Before this announcement, however, Beyer was facing a lawsuit by the Federal National Mortgage Association (Fannie Mae), that ended up owning his home after the bank failed to sell his home at the June 17 foreclosure sale. On Aug. 30, he received a notice that Fannie Mae was invoking Utah’s landlord-eviction laws and that he had three days to leave the property or be forcibly removed by the authorities. Beyer decided to sue back.

“At first, I was angry and upset. Then, I just started getting mean—like Clint Eastwood—just plumb, mad-dog mean,” Beyer says. Beyer challenged the legality of the foreclosure because it ignored Utah code that requires non-judicial foreclosures to be conducted by Utah businesses who are either bar certified or licensed title companies.

The legal question of whether or not national banks need to abide by state laws was recently raised by St. George attorney John Christian Barlow, who grabbed national headlines on May 22 for convincing 5th District Court Judge James Shumate to issue an injunction that halted all of Bank of America’s foreclosures in Utah. That injunction was removed, however, by an order from U.S. District Court Judge Clark Waddoups less than a month later.

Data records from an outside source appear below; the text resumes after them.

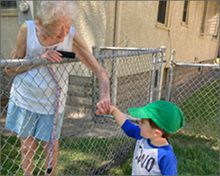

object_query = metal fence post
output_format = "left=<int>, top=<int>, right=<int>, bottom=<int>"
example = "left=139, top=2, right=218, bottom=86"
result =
left=111, top=51, right=118, bottom=105
left=166, top=50, right=176, bottom=101
left=157, top=46, right=166, bottom=99
left=150, top=53, right=157, bottom=102
left=91, top=46, right=98, bottom=118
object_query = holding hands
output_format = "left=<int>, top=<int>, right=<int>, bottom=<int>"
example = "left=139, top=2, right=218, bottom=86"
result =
left=40, top=50, right=62, bottom=62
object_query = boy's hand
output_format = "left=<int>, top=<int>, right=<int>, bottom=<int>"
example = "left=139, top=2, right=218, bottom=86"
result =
left=96, top=105, right=115, bottom=115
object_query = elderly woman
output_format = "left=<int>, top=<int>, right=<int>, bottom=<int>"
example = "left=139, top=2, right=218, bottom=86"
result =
left=6, top=1, right=110, bottom=175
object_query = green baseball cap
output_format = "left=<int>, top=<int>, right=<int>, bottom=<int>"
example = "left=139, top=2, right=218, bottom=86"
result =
left=128, top=100, right=185, bottom=134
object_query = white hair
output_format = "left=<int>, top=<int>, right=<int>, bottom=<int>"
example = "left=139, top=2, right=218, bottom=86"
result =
left=37, top=0, right=78, bottom=25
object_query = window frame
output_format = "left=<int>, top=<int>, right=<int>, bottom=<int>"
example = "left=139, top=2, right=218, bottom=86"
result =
left=156, top=0, right=170, bottom=30
left=0, top=1, right=18, bottom=17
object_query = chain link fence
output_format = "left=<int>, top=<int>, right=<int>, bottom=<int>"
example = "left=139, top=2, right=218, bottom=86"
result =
left=0, top=48, right=164, bottom=175
left=166, top=51, right=220, bottom=175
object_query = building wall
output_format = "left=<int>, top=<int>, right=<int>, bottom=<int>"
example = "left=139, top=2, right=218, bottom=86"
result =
left=109, top=1, right=219, bottom=61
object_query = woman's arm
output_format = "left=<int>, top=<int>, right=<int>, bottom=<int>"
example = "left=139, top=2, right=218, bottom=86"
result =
left=73, top=31, right=110, bottom=113
left=5, top=23, right=29, bottom=76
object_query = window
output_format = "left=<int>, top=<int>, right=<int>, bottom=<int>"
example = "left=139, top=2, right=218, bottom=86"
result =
left=200, top=1, right=219, bottom=37
left=182, top=0, right=189, bottom=24
left=1, top=1, right=16, bottom=9
left=157, top=0, right=167, bottom=24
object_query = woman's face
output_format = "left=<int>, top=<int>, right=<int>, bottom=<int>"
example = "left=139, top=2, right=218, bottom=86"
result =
left=41, top=17, right=71, bottom=43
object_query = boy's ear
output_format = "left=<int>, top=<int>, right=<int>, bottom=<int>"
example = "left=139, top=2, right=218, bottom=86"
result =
left=154, top=129, right=163, bottom=137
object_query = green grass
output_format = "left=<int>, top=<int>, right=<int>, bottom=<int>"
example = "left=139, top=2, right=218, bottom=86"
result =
left=0, top=81, right=220, bottom=176
left=1, top=134, right=219, bottom=175
left=0, top=135, right=131, bottom=176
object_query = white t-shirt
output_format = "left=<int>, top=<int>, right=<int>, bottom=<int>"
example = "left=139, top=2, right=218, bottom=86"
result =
left=10, top=21, right=75, bottom=114
left=122, top=120, right=177, bottom=175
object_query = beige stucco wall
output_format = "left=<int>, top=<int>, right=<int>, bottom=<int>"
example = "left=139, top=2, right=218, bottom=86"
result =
left=109, top=1, right=218, bottom=61
left=1, top=1, right=218, bottom=61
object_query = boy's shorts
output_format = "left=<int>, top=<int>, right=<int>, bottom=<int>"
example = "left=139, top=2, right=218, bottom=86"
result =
left=5, top=101, right=64, bottom=142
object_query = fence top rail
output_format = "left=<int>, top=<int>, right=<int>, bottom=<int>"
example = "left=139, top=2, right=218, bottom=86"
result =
left=0, top=58, right=78, bottom=68
left=174, top=62, right=220, bottom=69
left=99, top=47, right=165, bottom=53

In his June 18 decision, Waddoups took down the injunction, arguing that federal law allows unique exceptions for national banks to sidestep state banking laws if those laws “prevent or significantly interfere with the national bank’s” exercise of it’s powers. But even among Utah’s federal judges that’s not the consensus. A Dec. 12, 2009, decision from U.S. District Court Judge Tena Campbell ruled to the contrary in the case of Jensen vs. Recontrust. Based on a similar case in Arkansas, federal court “does not completely pre-empt state law concerning non-judicial foreclosures,” the ruling states

Barlow, who also assisted Beyer in his initial filings, says the fight is continuing despite Waddoups’ ruling. He and his clients have made another pleading on the issue to Waddoups, who is currently reviewing his previous ruling. For Barlow, the case is one every red-blooded Utahn should worry about.

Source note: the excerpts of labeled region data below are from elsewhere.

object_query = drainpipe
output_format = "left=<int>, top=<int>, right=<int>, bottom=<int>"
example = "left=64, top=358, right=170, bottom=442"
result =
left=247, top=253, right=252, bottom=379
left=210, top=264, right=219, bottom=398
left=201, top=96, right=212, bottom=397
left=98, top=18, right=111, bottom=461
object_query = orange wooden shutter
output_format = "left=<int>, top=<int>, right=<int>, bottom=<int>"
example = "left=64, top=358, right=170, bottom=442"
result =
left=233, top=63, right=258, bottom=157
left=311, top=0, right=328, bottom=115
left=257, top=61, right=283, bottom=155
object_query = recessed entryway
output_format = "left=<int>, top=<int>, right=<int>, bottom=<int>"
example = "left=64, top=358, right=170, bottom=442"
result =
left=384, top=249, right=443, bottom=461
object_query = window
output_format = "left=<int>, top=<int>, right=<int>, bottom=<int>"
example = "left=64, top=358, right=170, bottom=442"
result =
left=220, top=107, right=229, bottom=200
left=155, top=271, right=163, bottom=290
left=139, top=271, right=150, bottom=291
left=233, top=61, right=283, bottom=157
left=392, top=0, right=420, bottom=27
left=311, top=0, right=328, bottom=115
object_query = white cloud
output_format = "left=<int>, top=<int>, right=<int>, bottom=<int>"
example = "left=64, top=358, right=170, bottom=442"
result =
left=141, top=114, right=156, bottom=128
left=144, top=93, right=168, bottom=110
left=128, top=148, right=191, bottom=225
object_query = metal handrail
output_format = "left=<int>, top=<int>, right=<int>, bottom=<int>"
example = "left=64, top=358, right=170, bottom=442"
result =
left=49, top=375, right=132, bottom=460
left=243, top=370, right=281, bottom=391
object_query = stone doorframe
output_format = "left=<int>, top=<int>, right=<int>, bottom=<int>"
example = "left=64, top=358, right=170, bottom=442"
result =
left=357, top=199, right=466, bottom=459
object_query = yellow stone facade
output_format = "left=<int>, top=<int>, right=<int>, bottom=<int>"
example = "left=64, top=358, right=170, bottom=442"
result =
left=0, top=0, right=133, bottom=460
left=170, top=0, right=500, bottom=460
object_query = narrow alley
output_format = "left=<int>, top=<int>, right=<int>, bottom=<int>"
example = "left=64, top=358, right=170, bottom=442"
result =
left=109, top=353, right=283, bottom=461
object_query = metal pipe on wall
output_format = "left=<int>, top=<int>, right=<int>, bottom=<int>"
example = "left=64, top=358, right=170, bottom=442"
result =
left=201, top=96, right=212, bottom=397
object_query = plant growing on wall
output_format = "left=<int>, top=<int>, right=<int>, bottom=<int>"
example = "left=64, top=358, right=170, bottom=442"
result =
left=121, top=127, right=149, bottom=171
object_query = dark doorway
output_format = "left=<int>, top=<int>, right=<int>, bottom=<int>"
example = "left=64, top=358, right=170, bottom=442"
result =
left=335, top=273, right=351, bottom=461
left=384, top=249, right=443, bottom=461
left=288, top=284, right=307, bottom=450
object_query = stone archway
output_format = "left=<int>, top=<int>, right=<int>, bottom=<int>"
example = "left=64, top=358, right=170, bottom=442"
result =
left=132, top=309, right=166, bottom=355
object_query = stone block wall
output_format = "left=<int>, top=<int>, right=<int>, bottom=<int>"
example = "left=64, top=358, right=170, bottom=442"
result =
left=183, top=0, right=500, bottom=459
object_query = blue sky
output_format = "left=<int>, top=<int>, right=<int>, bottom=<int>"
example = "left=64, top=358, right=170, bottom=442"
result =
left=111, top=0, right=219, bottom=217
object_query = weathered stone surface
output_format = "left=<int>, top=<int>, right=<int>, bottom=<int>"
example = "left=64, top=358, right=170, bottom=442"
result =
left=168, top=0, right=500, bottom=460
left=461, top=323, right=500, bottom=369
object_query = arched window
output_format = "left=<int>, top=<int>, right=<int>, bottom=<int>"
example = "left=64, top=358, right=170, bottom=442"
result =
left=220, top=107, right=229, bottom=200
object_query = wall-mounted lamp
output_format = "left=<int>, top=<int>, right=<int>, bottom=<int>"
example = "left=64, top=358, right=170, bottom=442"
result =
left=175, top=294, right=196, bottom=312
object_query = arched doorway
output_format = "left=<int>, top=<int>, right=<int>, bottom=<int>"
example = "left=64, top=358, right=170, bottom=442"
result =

“Banks are trampling on individual rights,” Barlow says. “Property rights are a fundamental right that everybody has, and for those to be trampled on is a travesty.”

David Anderton, spokesman for the Salt Lake Board of Realtors, is sympathetic to homeowners’ plights, but also thinks the legal argument is a long shot.

“The bottom line is that banks first lent money on the property, then they have first interest priority on the property,” Anderton says. However, he also believes that the banks’ slow response and eagerness to foreclose are only making things worse for the economy.

“The banks don’t want to modify people’s loans. They just want to short sell them and get them off their books,” he says, adding this foreclosure push could flood the market with foreclosed homes that will drag down home prices all around them. Nationwide, Anderton says that roughly 7 million homeowners are behind on their payments, approximately 50,000 of those in Utah.

Beyer is still waiting for a decision on his case from District Judge Gary Kennedy, who is considering the conflicting federal rulings from Waddoups and Campbell, before deciding if he should remand Beyer’s case back to Utah’s 5th District Court or keep it in federal court.

Even if the states’-rights approach does not prevail, Beyer knows he can also call out Recontrust for improper filing of paperwork—the kind of complaint that has helped grind to a halt the bank’s foreclosure machine nationwide. In his case, there was a notice to change the foreclosure sale date that was never served to him. The notice was only filed with a yellow sticky note placed on the sale notice at the courthouse steps—another sign, Beyer says, the bank forecloses by intimidation rather than by legal right.

“These guys just think that if people can’t afford to pay their mortgage there’s no way they can afford an attorney to fight them,” he says.